If we have been thinking in this maladaptive way all our lives it  is no wonder we ended up where we have. We used alcohol to deal with our errant and quite frightening emotions. I positively ran away from my own emotions.

I used to say to my wife, the main reason for my drinking is “to get away from my self”. Now we have to find a solution to living with oneself, these sometimes torturous alien state of emotional sobriety.

I remember being asked by a counsellor to sit with my emotions for half on a hour. I felt I was being possessed by some poltergeist,  the feelings associated with emotional regulation were so alien to me, so frightening. I didn’t know what they were even. I had to have by wife label them for me and help me process them.

I believe steps 4 and  of 12 step programs help one emotional regulation hundreds  and hundreds of unresolved, unprocessed emotions from the past otherwise they will continue to be in there, haunting us like “neural ghosts” from the past, adding emotional distress to our conscious daily experience and encouraging relapse.  This is the case for many newly recovering alcoholics.  Being haunted by a million thoughts produced by  rampant emotional dysregulation.

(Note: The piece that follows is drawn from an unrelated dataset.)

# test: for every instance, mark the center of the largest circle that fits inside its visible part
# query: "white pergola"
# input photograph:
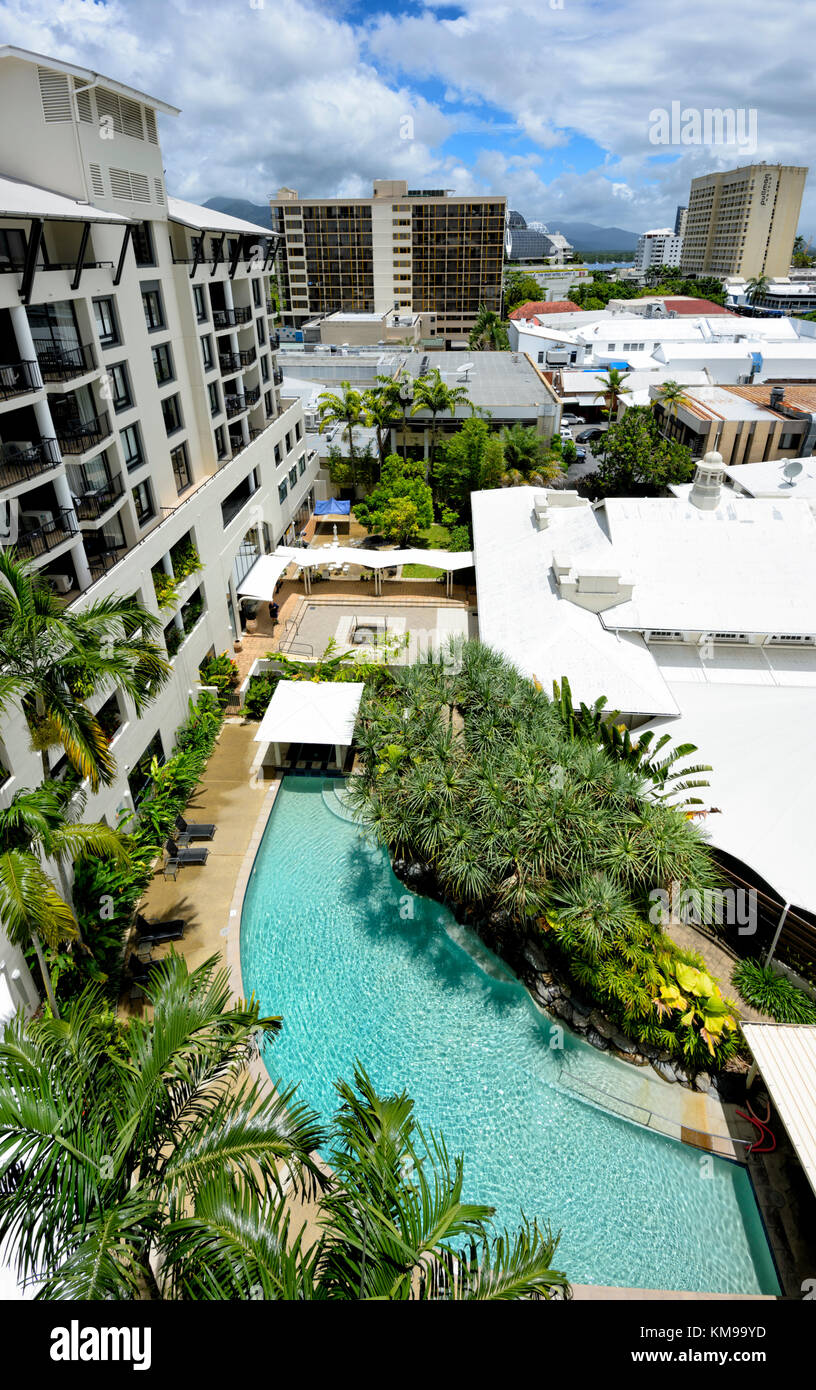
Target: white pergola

Resentments swirling around the mind and driving the newcomer back to relapse. What the newcomer finds is that the drink stops working, and the emotional difficulties remain, in fact much worsened by years and years of sticking a neurotoxin down our throats and in into our brains. Havoc is then further reaped on an already not fully functioning  brain.

In AA they often they say that they are stuck at the emotional age of when they started drinking which is usually around the early teens when the cognitive part of the brain that controls emotions is still developing.  But we act much more immaturely than that, we act like the terrible twos or children. Our emotional brains never really grew up. This emotional dysregulation apparent as teens then shaped all our future decisions and eventually our alcoholism. That is what they mean in AA, when they say all your best thinking got you here. So there you have it . Sound familiar? Recognize anyone here?